Easter celebrations at Fallet and Prazeres

Friday, May 13, 2021

by Charbelly Estrella


Cotton candy, bouncing castle, face painting, music, dancing and games – just a few examples of how different the afternoon of last April 20th was at the municipal day care center in the district of Fallet. The event was a partnership between the day care’s administration and the Pacifying Police Units of of Fallet and Prazeres.

The idea for the party – an Easter celebration – came from two UPP officers, soldiers Augusta and Fabiana: “We had the idea and so we spoke to Captain Elton, and he immediately gave us permission. We spoke to the Day Care’s admin and she thought the idea was great too. So this is the result. The kids are loving it. We are just beginning to show them that this police want what is good for the community. We want the children to grow up with this image of us,” said Fabina, with a big smile on her face, not hiding her satisfaction.

Fabiana’s and Augusta’s initiative spread to her colleagues, who collaborated to help them by popcorn and cotton candy. The celebration also counted on the participation of a few commercial establishments: the cake was donated by Supermarket Prezunic and the soda was donated by Supermarket Extra. But help also came from far away. A children’s party play team came from the district of Barra Mansa, where the mentors come from. Fabiana’s cousin and owner of the children’s party company, Lili, said that she didn’t think twice when her cousin asked her to help. “We live in the suburbs and we read about the UPPs on the newspapers. It was a good way to get a better understanding of the project and to cooperate. We are happy to be here. The idea is to make a difference, to help out. The community is very welcoming and the UPP’s work brings dignity to them,” she observed.
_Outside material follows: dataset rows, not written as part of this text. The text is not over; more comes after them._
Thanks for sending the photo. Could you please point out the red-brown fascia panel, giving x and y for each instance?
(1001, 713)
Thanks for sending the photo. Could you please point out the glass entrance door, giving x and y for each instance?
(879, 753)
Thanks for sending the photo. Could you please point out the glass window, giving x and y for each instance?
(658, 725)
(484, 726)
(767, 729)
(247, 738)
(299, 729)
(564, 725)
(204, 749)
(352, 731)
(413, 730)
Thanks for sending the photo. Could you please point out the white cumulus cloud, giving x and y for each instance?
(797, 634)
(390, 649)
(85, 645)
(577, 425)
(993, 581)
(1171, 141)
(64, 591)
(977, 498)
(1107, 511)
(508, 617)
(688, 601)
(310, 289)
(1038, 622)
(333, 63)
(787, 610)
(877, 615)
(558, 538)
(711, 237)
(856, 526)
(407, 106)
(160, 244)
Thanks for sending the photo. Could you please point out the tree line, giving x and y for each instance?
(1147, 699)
The initiative is a part of the new type of relationship that the pacifying police is trying to establish with the community. The officers try to get to known the residents better and explain their new role as providers for the community. Everyone benefits from it.

The day care’s administration also acknowledged the importance of the actions like this for the children’s development. “Our work here is more tranquil now. The kids are no longer exposed to all that violence. They had an awful idea of what the police was like. Now they’re having the chance to get to know a different police,” the principal Fabiola Daniel da Silva, who has been working at the day care for three years, pointed out.

During the party, kids were running all over the place, accompanied by their parents and the officers, who were having a hard time to keep up with so much energy. The whole troop was satisfied. There were officers helping with the toys, others were distributing food and drinks and other organizing the games. The integration was complete. The difficult part was convincing some of the kids that the party was over and they had to go home – after all, this is type of police action no one wants to cease.